Tout le monde s’endormirait paisiblement, sauf elle.
Après quoi, il faudrait qu’elle arrange ce bazar.
Elle commencerait par se débarrasser du violeur, peut-être en l’enterrant dans le potager avec les vieilles,
ça leur ferait de la compagnie.
Puis, elle devrait fabriquer des litres de baume anti-brûlure pour son apprenti et… d’ailleurs, où était-il passé, celui-là ?
— Ne vous inquiétez pas, maîtresse ! Je ne vous laisserai pas souffrir ce que j’ai souffert !
Sur sa gauche, l’apprenti s’était relevé tant bien que mal.
Dans sa main, une petite bourse de tissu rouge.

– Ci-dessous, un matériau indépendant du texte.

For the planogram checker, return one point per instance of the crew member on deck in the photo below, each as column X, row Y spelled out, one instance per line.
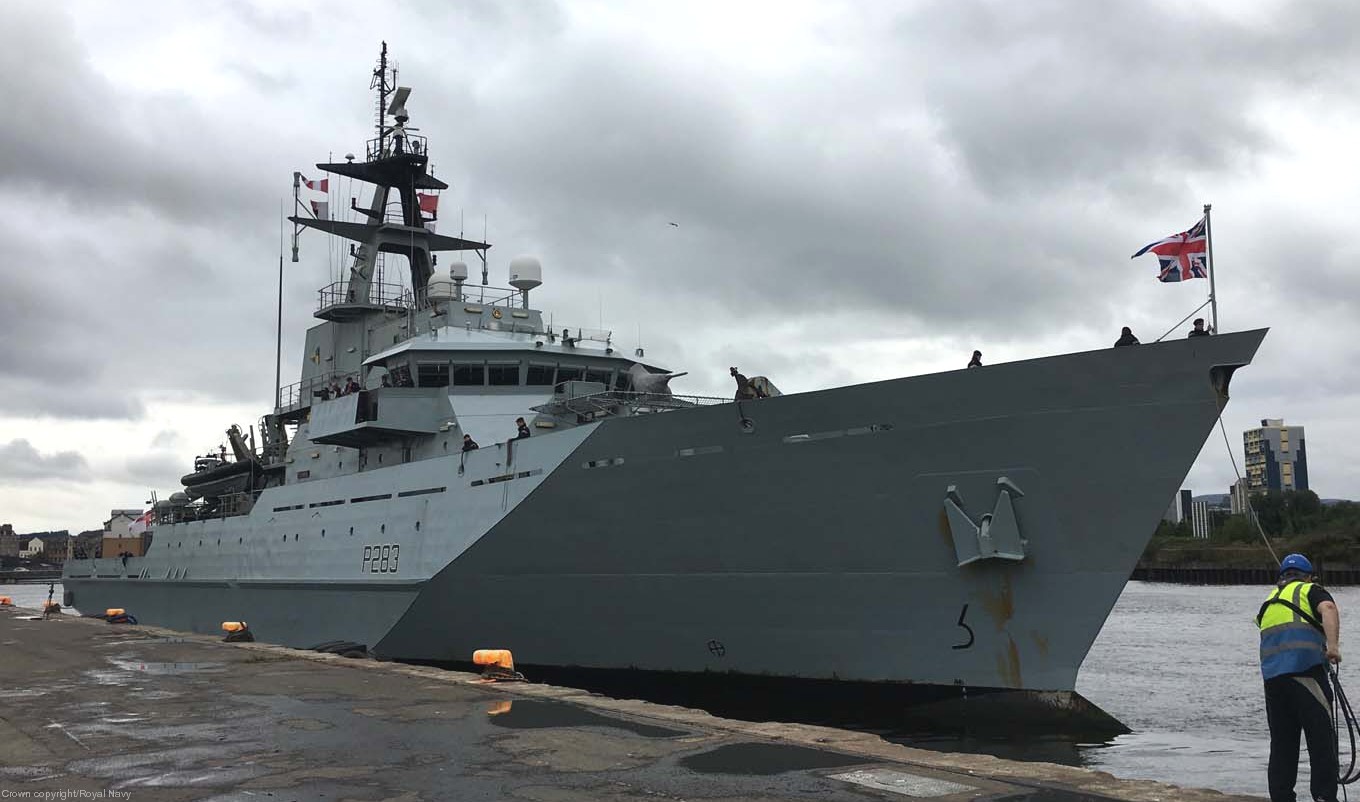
column 744, row 390
column 1300, row 628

— Qu’est-ce que tu fous avec la limaille de plomb, abruti ?
— Puisqu’il faut mourir, nous mourrons avec panache !
— Quoi ?
Le chat miaulait avec une telle rage qu’elle avait du mal à entendre quoi que ce fût d’autre.
En revanche, les derniers mots de son apprenti sonnèrent clair à ses oreilles :
— Ce fut un honneur de vous servir, Dame Carasse. Rendez-vous dans l’autre monde !
Consternée, la sorcière vit le bras encore indemne de l’apprenti former un arc de cercle.
La bourse de plomb s’envola et atterrit dans le chaudron.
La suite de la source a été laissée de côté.